While it is easy to understand the need (being able to jointly interact with the resource / activity) - I believe that remote access is not the answer as it presents a very high HIPAA compliance risk. Think of it this way - if you owned a clinic, would you allow patients in the waiting room to go behind the front desk and start using your clinic's computer. No way! That would be a clear HIPAA violation. This is the same thing. Allowing a patient remote access to your computer, which contains PHI, is a very questionable practice. You can't control where or what your patient clicks on.

A good platform should allow for the patient and therapist to jointly interact with or annotate a resource or whiteboard without the need to give the patient access to the therapist's computer.
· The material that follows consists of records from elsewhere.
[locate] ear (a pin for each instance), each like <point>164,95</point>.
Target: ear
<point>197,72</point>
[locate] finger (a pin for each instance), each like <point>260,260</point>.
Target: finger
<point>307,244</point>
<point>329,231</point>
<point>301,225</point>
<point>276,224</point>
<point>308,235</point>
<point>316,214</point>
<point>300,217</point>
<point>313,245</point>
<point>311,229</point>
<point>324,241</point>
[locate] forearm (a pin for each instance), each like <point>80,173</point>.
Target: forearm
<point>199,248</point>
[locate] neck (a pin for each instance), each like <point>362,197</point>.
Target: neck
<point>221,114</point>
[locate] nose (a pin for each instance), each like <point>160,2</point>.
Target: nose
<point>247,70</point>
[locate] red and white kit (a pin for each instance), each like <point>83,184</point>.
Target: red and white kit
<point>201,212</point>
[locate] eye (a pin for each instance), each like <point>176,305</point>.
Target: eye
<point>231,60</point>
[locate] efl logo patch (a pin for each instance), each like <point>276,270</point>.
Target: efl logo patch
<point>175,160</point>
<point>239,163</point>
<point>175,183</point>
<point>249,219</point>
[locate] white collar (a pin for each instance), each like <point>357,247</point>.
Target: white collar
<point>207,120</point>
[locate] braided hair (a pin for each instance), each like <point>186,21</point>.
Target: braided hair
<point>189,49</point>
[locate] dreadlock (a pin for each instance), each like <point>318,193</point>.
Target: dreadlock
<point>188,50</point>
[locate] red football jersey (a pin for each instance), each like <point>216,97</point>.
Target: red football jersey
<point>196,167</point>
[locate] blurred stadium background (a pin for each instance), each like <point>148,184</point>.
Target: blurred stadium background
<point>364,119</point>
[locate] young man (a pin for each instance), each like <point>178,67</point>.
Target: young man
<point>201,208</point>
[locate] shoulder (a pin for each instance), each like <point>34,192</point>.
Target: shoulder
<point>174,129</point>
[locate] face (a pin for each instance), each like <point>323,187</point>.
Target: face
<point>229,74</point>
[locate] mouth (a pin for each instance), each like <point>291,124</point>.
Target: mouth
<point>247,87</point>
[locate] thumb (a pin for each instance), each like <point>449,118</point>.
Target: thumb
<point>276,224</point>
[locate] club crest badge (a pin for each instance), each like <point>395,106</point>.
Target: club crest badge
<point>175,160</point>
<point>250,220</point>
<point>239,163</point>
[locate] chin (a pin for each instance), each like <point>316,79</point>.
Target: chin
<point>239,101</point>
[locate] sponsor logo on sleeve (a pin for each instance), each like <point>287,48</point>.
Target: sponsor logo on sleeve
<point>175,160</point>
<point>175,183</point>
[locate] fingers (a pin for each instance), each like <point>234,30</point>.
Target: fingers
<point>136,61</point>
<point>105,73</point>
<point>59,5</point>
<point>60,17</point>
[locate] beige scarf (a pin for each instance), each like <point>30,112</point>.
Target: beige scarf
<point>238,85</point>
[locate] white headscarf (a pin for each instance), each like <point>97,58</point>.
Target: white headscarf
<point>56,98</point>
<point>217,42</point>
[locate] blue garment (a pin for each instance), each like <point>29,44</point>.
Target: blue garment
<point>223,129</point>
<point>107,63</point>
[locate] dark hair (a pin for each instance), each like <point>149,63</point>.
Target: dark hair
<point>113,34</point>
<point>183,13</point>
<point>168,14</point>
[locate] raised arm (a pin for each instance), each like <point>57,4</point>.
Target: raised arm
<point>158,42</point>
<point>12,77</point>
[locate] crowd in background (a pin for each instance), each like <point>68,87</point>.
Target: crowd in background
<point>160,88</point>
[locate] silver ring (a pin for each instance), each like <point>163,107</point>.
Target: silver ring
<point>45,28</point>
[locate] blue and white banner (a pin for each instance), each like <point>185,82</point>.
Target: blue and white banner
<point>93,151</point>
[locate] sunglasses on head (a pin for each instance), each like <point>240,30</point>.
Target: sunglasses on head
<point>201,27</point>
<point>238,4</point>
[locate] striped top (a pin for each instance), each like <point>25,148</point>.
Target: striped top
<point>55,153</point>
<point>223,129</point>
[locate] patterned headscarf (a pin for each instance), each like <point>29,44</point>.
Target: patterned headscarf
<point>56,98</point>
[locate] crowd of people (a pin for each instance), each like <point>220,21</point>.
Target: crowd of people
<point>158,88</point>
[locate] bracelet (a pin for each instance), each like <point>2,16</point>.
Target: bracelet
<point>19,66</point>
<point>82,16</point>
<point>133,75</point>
On Sidekick's platform we accomplish this in two ways. One is with a huge resource library of over 600 materials that the therapist can use during the session and jointly annotate on with the patient. The other is through a brand new feature called "Click beacon". This feature gives patients a way to interact with the screen through a click or touch (i.e. if the therapist is screen sharing a Boom card) and the therapist gets immediate feedback on their screen showing where the patient clicked or touched. This allows us to meet the need of making the shared resource interactive while maintaining the highest safeguards for our patient's data.

4) Be careful when you share your screen

As a therapist you need to be diligent when sharing your screen. It can be easy to unwittingly or accidentally share part of your screen that contains PHI of another patient you are seeing.

Before you share your screen in a session ensure:

  1. You have closed all applications and browser tabs not pertinent to the activity you are sharing.
  2. There is nothing on your desktop that might contain PHI (including small details such as a patient's name within the name of a file)

5) Don’t do your session in a public place (i.e. coffee shop, airport, etc)

When you have a session, make sure you are in a closed space where others can not see nor hear you. Additionally, make sure your computer does not face a window where a passerby could view your screen.

It you follow these 5 simple steps you will help reduce the risk of the mishandling, release, or involuntarily disclosure of your patient's health data.

- Kevin Dias

Do you need a teletherapy platform for your school district or clinic? Do you want to make sure it is easy for your therapist to follow all of the above best practices? Check out Sidekick's teletherapy platform - which was designed from the start to be safe, secure and HIPAA compliant.

Zoom has been caught sending data to Facebook and, as of the publication date of this article, uses cookies and tracking pixels to send data to 3rd parties as stated in their privacy policy (i.e. Google Ads and Google Analytics). Google specifically does not cover Google Analytics in their BAA.